Situation normal in Iran

09 June 2009

The latest report on safeguards issues in Iran shows no progress has been made in resolving queries, while Iran has improved its fuel cycle capabilities. 

 

Bushehr (ASE)
Commissioning procedures are
underway at Bushehr with operation still
almost one year away. The power
reactor is not a concern for the IAEA
(Image: AtomStroyExport)

With the International Atomic Energy Agency (IAEA) conducting many snap inspections of uranium enrichment work, for some time now the primary concerns of the international community have related to a heavy-water research reactor under construction, plans for a new power plant at Darkhovin and queries over non-nuclear research which appears to have military links.

 

Nuclear power itself makes a very brief appearance in the latest report, delivered on 5 June to the governors of the IAEA, with a simple note that nuclear fuel is to be loaded into the Bushehr power reactor in September/October 2009. This would place the start up of the 1000 MWe unit towards the end of this year.

 

As regards the enrichment work, Iran has made quick progress after a period of stagnation.
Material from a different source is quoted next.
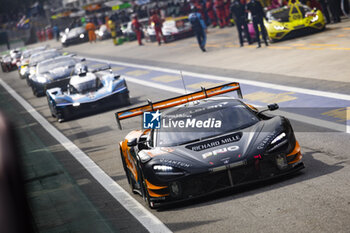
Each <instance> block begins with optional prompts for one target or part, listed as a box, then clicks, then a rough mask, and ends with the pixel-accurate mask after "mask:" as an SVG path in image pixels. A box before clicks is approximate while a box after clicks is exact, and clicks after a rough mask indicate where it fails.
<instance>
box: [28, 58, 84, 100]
mask: <svg viewBox="0 0 350 233" xmlns="http://www.w3.org/2000/svg"><path fill="white" fill-rule="evenodd" d="M77 62H78V61H77V59H74V58H72V57H71V56H60V57H54V58H51V59H48V60H45V61H42V62H40V63H39V64H38V65H37V66H36V71H35V73H34V74H33V75H32V76H31V87H32V90H33V94H34V95H35V96H37V97H39V96H44V95H45V93H46V90H47V89H50V88H54V87H60V88H62V89H64V90H66V88H67V84H69V80H70V77H71V76H72V75H73V74H74V68H75V64H77Z"/></svg>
At the main enrichment plant more centrifuges have been installed, taking the total to 4920 in operation, 2132 under vacuum but not yet in use, and 169 recently installed. The plant has been producing low-enriched uranium at an increased rate, and over 15 tonnes of uranium hexafluoride (UF6) fed in has now produced an estimated 1339 kg of low-enriched UF6.  There is also increased activity at the pilot enrichment plant, which is commissioning new centrifuge technology.

 

Although under tight IAEA observation, this work is being undertaken in continued contravention of UN Security Council demands made as far back as 2006. The IAEA noted that the current rate of production will require "improvements in the containment and surveillance measures" and it has proposed a solution to Iran on this.

 

Some of the IAEA's frustrations with Iran centre on the country's refusal to fully implement the Additional Protocol which would allow inspectors wide-ranging freedom of movement. The agency said that there are no indications of reprocessing activity at the Tehran Research Reactor and the Molybdenum, Iodine and Xenon (MIX) Production Facility, which it able to monitor, but that it cannot be sure no reprocessing is taking place elsewhere in the country "as the measures of the Additional Protocol are not available."

 

Similarly, Iran is refusing to allow the IAEA access to the IR-40 heavy-water research reactor currently under construction, or to share design information for the own-design nuclear power station it says it is planning for Darkhovin. Without this freedom and information, the IAEA is unable to verify the true purpose of these facilities. A fuel production line for IR-40 is now complete and has made its first assembly using natural uranium.

 

"Iran is the only state with significant nuclear activities which has a comprehensive safeguards agreement in force but is not implementing the provisions of the revised Code 3.1 on the early provision of design information," wrote the IAEA having requested information on Darkhovin in December 2007. "The absence of such information results in late notification to the agency of the constrution of new facilities and changes to the design of existing facilties."

 

Letters have been travelling between Iranian and IAEA officials concerning certain research programs with possible military dimensions. Since February, three letters have come from Iran questioning previous IAEA reports to which the agency "explained why the statements in the director general's report were correct." However, "the agency has still not received a positive reply to requests for access to relevant information, documentation locations or individuals."